The present disclosure provides a pharmaceutical composition for eardrum repair, which comprises: collagen present in an amount of about 8 wt % to 12 wt %; a forming agent present in an amount of about 19 wt % to 22 wt %; and rest of a solvent, wherein the forming agent is a polymer of polyethylene oxide (PEO) and polypropylene oxide (PPO), polystyrene, polyethylene, polypropylene, polymethylmethacrylate, poly(N-isopropylacrylamide), poly[2-(dimethylamino)ethyl methacrylate] (pDMAEMA) hydroxypropylcellulose, poly(vinylcaprolactame), poly-2-isopropyl-2-oxazoline, polyvinyl methyl ether or a combination thereof.
The present disclosure further provides a method for repairing eardrum of a subject, wherein the method comprises a step of: administering to a subject in need thereof the aforesaid pharmaceutical composition.
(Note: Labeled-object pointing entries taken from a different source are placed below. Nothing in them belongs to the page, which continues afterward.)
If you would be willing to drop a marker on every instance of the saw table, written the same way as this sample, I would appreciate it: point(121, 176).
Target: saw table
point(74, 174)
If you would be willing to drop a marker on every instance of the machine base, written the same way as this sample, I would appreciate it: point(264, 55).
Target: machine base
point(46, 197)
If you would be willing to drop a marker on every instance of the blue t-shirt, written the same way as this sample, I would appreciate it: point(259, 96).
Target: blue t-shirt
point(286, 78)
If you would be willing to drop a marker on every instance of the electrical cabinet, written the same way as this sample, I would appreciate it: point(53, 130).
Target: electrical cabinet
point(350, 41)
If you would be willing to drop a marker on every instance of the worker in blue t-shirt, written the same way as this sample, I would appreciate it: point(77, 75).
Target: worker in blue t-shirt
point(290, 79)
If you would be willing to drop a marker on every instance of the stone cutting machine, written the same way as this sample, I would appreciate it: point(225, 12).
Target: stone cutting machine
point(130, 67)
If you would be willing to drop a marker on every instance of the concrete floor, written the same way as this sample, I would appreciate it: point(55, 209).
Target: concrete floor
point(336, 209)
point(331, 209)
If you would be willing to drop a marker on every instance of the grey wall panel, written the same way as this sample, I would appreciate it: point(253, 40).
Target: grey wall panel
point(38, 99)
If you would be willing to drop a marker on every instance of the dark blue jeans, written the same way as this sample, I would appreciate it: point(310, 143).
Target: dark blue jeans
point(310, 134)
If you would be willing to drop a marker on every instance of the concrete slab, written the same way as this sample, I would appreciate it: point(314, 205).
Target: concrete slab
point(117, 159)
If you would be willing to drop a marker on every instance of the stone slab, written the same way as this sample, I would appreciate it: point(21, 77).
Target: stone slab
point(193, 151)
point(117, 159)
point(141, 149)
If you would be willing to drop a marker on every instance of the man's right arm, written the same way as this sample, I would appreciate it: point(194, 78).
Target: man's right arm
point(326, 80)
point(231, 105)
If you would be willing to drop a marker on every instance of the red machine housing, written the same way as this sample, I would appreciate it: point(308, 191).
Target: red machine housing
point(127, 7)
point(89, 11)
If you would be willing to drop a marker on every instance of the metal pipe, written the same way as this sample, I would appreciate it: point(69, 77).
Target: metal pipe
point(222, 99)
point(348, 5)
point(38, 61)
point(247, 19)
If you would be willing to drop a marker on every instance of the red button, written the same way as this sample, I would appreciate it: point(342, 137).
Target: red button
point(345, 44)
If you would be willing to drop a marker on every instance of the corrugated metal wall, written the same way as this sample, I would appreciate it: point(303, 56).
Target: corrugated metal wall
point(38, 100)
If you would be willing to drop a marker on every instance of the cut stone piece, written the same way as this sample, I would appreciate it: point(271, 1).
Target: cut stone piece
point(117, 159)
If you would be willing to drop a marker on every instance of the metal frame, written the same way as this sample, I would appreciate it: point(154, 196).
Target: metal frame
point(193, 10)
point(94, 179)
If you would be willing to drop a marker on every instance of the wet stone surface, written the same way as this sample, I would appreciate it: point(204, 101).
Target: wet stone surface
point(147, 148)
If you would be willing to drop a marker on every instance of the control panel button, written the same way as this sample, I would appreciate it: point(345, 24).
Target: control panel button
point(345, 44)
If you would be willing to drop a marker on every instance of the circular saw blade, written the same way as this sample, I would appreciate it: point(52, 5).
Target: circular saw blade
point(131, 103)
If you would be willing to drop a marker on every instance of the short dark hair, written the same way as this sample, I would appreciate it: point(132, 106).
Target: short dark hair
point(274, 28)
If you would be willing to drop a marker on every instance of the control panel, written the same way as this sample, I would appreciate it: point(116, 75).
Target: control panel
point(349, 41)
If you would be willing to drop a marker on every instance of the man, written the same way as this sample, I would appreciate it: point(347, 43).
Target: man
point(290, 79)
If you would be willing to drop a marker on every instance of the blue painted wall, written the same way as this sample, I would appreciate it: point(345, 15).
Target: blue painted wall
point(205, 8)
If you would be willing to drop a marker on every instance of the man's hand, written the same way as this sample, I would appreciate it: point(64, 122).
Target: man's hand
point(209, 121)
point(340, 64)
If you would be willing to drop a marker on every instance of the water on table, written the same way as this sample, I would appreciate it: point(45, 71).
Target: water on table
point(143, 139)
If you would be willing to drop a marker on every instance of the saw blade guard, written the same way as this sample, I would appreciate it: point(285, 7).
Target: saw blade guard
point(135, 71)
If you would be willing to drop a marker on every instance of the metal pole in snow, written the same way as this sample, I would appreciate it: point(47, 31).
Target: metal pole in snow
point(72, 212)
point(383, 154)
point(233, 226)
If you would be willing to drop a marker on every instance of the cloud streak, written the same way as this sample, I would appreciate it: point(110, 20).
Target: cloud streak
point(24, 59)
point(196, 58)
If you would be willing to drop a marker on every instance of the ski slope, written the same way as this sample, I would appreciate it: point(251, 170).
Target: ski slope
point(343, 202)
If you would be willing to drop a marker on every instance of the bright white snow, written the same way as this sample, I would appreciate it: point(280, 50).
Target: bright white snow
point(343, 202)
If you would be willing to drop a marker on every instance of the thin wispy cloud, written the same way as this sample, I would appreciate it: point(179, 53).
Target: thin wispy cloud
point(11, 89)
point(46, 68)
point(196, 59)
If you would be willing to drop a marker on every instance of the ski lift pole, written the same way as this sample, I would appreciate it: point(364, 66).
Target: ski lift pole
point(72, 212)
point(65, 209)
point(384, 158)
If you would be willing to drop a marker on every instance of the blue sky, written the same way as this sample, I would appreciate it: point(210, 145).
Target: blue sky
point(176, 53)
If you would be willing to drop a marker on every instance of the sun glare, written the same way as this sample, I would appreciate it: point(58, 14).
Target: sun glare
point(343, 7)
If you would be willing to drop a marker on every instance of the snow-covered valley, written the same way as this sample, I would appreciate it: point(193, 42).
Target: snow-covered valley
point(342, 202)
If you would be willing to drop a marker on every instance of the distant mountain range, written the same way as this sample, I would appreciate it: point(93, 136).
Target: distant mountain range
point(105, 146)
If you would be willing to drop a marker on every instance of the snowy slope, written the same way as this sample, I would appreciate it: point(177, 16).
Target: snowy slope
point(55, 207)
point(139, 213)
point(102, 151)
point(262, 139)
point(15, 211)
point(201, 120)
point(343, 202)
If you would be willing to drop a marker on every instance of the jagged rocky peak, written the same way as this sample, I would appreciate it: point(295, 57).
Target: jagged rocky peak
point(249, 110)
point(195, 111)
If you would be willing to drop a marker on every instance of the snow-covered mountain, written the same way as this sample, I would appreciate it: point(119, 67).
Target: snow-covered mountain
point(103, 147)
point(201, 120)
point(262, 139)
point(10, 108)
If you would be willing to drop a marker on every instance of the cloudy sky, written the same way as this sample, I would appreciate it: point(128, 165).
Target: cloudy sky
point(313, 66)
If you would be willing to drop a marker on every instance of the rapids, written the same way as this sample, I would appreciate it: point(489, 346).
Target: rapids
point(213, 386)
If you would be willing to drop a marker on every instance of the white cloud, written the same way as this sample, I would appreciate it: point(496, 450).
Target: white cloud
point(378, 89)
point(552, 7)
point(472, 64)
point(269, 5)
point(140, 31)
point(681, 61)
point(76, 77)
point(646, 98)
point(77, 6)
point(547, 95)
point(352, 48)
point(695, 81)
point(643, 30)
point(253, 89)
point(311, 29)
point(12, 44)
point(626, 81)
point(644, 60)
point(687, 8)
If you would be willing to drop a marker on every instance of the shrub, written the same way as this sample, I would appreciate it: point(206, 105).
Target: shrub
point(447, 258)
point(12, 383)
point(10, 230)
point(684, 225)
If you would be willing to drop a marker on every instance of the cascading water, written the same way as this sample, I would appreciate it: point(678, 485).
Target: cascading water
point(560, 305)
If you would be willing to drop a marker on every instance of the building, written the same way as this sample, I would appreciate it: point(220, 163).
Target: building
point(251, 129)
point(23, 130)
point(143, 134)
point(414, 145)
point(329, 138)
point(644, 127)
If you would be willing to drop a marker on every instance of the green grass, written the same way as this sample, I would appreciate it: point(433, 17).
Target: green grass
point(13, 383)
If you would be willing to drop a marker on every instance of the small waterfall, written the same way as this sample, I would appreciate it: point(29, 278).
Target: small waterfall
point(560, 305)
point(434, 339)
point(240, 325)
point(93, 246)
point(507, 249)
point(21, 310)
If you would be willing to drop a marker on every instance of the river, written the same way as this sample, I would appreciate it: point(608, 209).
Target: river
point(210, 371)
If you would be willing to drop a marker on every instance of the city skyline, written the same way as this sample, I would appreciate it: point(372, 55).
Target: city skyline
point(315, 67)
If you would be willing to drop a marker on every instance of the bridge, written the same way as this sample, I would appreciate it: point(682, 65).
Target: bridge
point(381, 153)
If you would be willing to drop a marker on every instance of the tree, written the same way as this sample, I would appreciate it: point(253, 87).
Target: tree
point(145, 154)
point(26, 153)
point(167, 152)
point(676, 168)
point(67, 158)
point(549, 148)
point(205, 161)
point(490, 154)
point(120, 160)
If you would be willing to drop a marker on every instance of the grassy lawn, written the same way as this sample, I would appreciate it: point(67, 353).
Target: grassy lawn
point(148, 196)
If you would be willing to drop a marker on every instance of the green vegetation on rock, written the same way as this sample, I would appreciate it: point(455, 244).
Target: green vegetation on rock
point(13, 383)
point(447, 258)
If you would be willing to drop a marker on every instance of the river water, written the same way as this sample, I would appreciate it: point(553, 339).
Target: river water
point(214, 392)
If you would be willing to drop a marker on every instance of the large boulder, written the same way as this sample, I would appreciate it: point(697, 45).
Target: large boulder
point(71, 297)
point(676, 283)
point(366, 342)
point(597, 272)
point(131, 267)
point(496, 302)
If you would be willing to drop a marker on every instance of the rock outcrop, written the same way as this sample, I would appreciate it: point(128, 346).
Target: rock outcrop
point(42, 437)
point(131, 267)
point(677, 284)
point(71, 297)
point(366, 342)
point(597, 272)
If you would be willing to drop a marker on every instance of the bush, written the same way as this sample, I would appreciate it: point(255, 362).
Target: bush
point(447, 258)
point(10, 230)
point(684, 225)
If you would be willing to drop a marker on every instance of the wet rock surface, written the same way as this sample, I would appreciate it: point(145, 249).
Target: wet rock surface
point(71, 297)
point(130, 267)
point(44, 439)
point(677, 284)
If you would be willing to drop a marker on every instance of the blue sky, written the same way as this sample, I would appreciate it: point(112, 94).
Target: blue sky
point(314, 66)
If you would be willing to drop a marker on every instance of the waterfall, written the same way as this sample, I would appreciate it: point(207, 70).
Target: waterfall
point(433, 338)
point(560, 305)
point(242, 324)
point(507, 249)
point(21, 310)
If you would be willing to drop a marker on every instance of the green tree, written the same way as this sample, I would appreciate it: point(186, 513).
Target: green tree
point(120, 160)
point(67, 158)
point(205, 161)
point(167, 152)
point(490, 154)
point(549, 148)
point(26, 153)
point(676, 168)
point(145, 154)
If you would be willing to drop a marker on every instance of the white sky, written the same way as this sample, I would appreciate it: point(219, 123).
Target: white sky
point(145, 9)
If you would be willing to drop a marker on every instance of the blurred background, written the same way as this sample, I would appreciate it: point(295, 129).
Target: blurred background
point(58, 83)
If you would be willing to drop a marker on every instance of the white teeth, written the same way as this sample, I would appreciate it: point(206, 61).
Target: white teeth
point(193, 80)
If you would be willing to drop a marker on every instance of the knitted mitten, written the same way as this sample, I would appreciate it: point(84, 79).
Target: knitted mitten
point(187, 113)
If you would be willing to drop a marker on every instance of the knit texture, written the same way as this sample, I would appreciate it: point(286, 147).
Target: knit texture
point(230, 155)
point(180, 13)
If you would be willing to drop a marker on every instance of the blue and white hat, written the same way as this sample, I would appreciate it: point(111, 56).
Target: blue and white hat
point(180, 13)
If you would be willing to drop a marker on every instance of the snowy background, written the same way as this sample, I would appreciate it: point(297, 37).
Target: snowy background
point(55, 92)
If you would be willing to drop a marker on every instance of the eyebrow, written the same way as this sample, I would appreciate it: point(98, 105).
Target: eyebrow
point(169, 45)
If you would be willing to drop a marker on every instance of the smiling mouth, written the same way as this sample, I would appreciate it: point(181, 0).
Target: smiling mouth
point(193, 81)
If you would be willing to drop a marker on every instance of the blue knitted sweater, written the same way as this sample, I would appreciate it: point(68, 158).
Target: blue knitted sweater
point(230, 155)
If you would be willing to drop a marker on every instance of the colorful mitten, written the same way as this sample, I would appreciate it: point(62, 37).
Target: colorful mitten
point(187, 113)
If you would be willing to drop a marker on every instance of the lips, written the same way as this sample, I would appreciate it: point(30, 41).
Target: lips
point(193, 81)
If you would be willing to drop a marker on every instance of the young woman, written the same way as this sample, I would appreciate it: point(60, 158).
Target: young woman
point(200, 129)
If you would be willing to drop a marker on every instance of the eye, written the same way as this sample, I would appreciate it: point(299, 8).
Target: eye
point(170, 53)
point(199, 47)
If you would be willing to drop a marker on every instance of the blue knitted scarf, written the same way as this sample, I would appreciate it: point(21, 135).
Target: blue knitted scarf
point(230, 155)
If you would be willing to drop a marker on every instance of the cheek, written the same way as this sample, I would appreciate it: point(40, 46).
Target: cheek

The pharmaceutical composition of the present disclosure is a tissue regeneration material. When the pharmaceutical composition is administered to the damaged or ruptured eardrum, the pharmaceutical composition can self-polymerize to form the collagen membrane as the cell growth scaffold, so the eardrum cells can attach to the formed scaffold and grow rapidly. In addition, the formed scaffold can simulate the structure of the eardrum, construct an environment for epithelial cell growth, and promote epithelial cell differentiation and regeneration. The formed scaffold can also provide a growth environment for mucosal tissues, regenerate the inner membrane layer of the eardrum, and generate new healing tissue similar to the original tissue. In addition, the pharmaceutical composition can rapidly form a solidified membrane structure with suitable strength after contacting the eardrum, and at the same time provide a cell growth scaffold and isolation function. Thus, the subsequent infections of the inner ear caused by pathogen invasion can be prevented, and the damaged or ruptured eardrums of the patients can be repaired without complicated operations.
The pharmaceutical composition of the present disclosure comprising suitable amounts of collagen and forming agent can maintain better fluidity when operating in a wider ambient temperature. In addition, the pharmaceutical composition of the present disclosure has a more precise thermo-transition temperature frame and faster thermo-gelation rate. When the pharmaceutical composition of the present disclosure is administered to the eardrum to be repaired, effective gelation and adhesion of the pharmaceutical composition can be achieved and therefore, more advantageous emergency rescue and tissue regeneration can be realized.
In some embodiments, the pharmaceutical composition may have a thermo-transition temperature near to the ear canal temperature. For example, the pharmaceutical composition may have a thermo-transition temperature ranging from 32° C. to 37° C. When the pharmaceutical composition has suitable thermo-transition temperature, the pharmaceutical composition can be converted from a fluid into a gel or solid at the environment where the pharmaceutical composition is administered, for example, the ear canal.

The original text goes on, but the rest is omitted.